A hiccup is basically an involuntary action of muscles present in the throat canal. It occurs when the diaphragm muscles contract suddenly, leading to the closing of the vocal cords, emitting a prominent intermittent sound.
Being stressed, gobbling down a meal, stuffing your stomach with too much food and certain lung disorders such as pneumonia which irritate the diaphragm can give rise to hiccups. Less often, severe triggers such as a stroke, brain tumour or hypersensitivity to other medications can also contribute to persistent hiccups.

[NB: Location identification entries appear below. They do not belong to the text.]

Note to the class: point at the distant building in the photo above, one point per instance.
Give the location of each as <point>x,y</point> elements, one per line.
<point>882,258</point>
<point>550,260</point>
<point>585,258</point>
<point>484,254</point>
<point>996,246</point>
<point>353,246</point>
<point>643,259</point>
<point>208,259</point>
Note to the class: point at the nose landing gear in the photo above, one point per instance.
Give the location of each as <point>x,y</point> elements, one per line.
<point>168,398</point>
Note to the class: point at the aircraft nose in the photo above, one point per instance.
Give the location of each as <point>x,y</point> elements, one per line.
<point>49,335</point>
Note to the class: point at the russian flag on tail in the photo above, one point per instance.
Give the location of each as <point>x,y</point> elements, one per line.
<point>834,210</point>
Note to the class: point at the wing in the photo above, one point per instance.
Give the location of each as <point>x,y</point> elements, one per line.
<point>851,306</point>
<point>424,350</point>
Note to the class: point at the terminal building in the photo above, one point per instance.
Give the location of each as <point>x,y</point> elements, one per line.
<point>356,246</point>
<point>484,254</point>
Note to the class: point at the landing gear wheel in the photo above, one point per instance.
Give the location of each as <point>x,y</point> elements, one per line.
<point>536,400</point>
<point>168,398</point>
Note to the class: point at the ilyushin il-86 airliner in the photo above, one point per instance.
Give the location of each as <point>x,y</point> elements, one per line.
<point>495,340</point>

Although hiccup is the common term, the condition is medically referred to as singultus. Usually, they only last for a few minutes and gradually stop on their own. And in case you are looking for some quick-fix solutions to pacify those sudden bouts of hiccups, read on.
Pat on the back
When hiccupping uncontrollably, gently pat your back, from behind your neck along your spine. This helps release the tension in the diaphragm muscles and stops hiccups.
Drink warm water
Slowly sip on a glass of warm water. This helps stimulate the activity of the vagus nerve that travels from the brain down to the stomach and thus reduces hiccups.
Sugar on the tongue
Take about half a teaspoon of sugar and keep it at the far end of the back of the tongue. Hold this for two minutes and then swallow the sugar. Applying pressure along with the tongue aids in eliminating the tightness in diaphragm muscles.
Bite a slice of lemon
The pleasant aroma combined with the tangy flavour of lemons naturally invigorates the nasopharynx muscles. This, in turn, relaxes the knots in the diaphragm muscles and decreases hiccups.
Hold your breath
Holding your breath for a few seconds effectively retains some carbon dioxide in the body. This functions to eliminate the spasms in the diaphragm, thereby preventing hiccups.